An attack on the power grid by terrorists — even ones armed with relatively simple weapons — is among the greatest threats to the reliability of the nation’s power system, the chairman of the U.S. Federal Energy Regulatory Commission said.
“There are ways that a very few number of actors with very rudimentary equipment could take down large portions of our grid,” FERC Chairman Jon Wellinghoff said today at a Bloomberg Government breakfast in Washington. “I don’t think we have the level of physical security we need.”
The security of the power-network components such transformers “is an equal if not greater issue” than cybersecurity, Wellinghoff said.
The agency two months ago created an office to help reduce risks to the electric grid and natural-gas and oil facilities. A terrorist attack on the system could cost hundreds of billions of dollars and result in thousands of deaths, according to a 2007 report that was declassified and released by the National Academy of Sciences on Nov. 14.
The FERC, which regulates the interstate transport of electricity, natural gas and oil, this year also has ramped up its enforcement against energy-market manipulation. Wellinghoff predicted that a recent surge in filings against energy traders would plateau, and said he had not decided whether to consider another term as chairman when his current one expires next year.

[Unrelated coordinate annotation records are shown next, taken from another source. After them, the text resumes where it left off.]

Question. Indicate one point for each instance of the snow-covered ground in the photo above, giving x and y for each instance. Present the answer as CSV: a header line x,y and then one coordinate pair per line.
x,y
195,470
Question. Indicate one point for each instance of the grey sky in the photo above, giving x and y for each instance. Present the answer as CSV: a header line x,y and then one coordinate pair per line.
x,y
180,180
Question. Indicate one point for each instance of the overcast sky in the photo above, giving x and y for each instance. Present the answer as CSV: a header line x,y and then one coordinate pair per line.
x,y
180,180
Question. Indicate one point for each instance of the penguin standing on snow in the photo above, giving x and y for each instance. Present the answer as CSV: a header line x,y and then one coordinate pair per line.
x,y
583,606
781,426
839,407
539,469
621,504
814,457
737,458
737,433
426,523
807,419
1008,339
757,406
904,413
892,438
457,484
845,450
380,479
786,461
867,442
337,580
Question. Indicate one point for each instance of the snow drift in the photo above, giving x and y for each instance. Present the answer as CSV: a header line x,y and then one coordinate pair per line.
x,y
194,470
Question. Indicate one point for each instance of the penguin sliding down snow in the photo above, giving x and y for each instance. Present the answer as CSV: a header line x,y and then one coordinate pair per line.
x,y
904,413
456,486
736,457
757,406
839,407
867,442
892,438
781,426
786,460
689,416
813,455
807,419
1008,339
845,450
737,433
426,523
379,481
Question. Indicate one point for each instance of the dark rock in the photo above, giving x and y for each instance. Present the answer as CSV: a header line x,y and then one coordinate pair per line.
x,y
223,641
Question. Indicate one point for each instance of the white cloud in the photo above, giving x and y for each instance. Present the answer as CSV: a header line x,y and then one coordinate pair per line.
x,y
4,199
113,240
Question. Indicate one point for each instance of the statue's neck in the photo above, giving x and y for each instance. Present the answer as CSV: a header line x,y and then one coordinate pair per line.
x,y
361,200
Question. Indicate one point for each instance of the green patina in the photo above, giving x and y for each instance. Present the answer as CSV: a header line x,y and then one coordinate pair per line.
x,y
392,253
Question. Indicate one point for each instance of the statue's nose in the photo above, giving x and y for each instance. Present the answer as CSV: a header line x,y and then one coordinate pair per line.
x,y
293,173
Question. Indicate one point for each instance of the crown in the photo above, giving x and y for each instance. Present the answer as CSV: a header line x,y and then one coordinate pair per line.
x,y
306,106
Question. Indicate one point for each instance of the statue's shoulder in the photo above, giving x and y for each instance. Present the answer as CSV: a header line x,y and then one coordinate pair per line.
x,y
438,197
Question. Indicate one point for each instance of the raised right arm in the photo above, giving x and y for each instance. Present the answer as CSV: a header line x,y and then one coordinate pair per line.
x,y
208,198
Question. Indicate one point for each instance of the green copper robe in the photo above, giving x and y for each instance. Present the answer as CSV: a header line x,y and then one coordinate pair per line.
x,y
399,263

“A coordinated physical attack is a very, very unsettling thing to me,” Wellinghoff said. The FERC chairman said that about six weeks ago he visited a Pennsylvania plant where high- voltage transformers are made. “It was a very interesting and very eye-opening experience,” he said.
Transformers, which alter the voltage of electricity, are often custom built for utilities and can take 18 to 36 months to make, according to Wellinghoff. They are also inadequately protected, often surrounded only by chain-link fences, he said.
An attacker “could get 200 yards away with a .22 rifle and take the whole thing out,” Wellinghoff said. For a “couple hundred bucks” a utility could install metal sheeting to block the view of transformers, he said. “If you can’t see through the fence, you can’t figure out where to shoot anymore.”
The report released last week by the National Academy of Sciences called for the government to work with utilities to create a stockpile of transformers and other equipment that would be used in the event of an emergency. The Edison Electric Institute, a Washington-based industry group for publicly traded utilities, is leading a pilot program to install additional devices.